Hello i gave my son a frog for his birthday last month. We took him to the veterinarian for a wellness check and he suggested we start feeding him fish in addition to the crickets. We are trying to get him to eat from tongs or from our hand but had so far only eaten crickets as they walk by. Do you have any advice as to how to entice him to eat the fish? As of now he is not interested at all. And the poor fish just dies a terrible death at the bottom of the terrarium. We love our frog very much! My 6 year old named him hopper! 
Thanks a million

----------


## alane

put the fish in a shallow bowl of water so it can at least swim a bit.  put the frog into the water.  the movement of the fish might just do the trick.

frogs will generally be attracted to movement.  so dead prey might work if you wave it around with tongs or poke at it with a stick to make it look like its alive.

and frogs can be picky so its not your fault if the vets suggestion does not work.

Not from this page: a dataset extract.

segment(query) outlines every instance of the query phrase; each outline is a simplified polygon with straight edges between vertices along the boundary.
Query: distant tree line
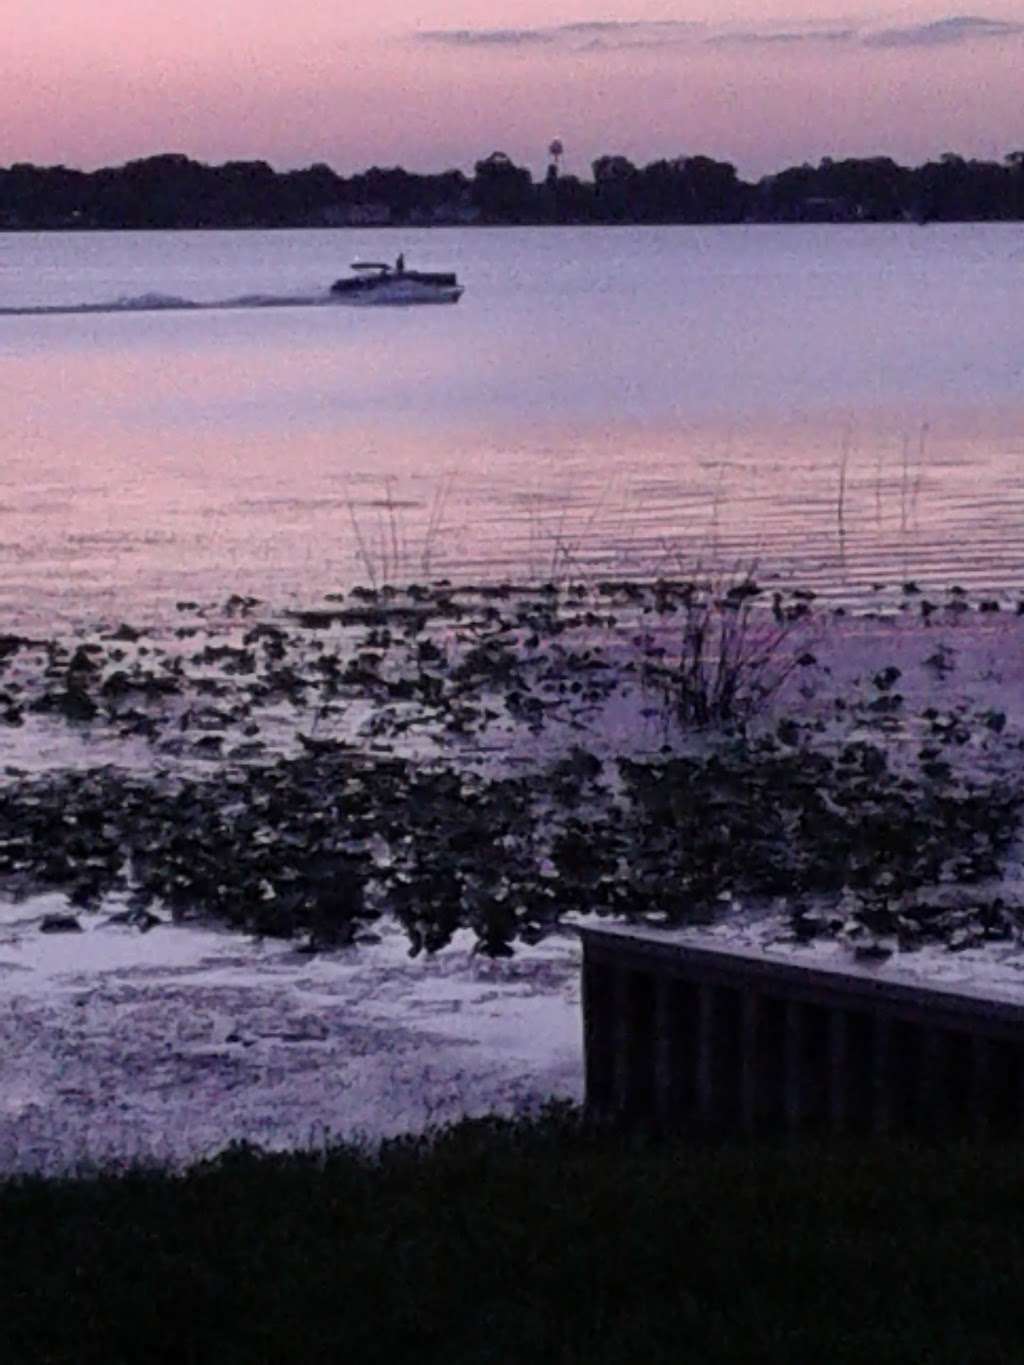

I once tried to give my fire belly toad tank a bunch of earthworm pieces.  The frogs were fascinated, they all came up to look at the squirming piece of worm.  But then they just sat there.  Daring each other to go first.  Laughable.  One finally lunged...it took a while...the worm made it's goo...the frog eventually aborted.  Another one ate it.  What a pain.
If I put crickets in the tank, they have the most fun ever hunting every last one down.  So it's crickets for them.
I've seen them get a fly in the tank as well.  They are fast.

----------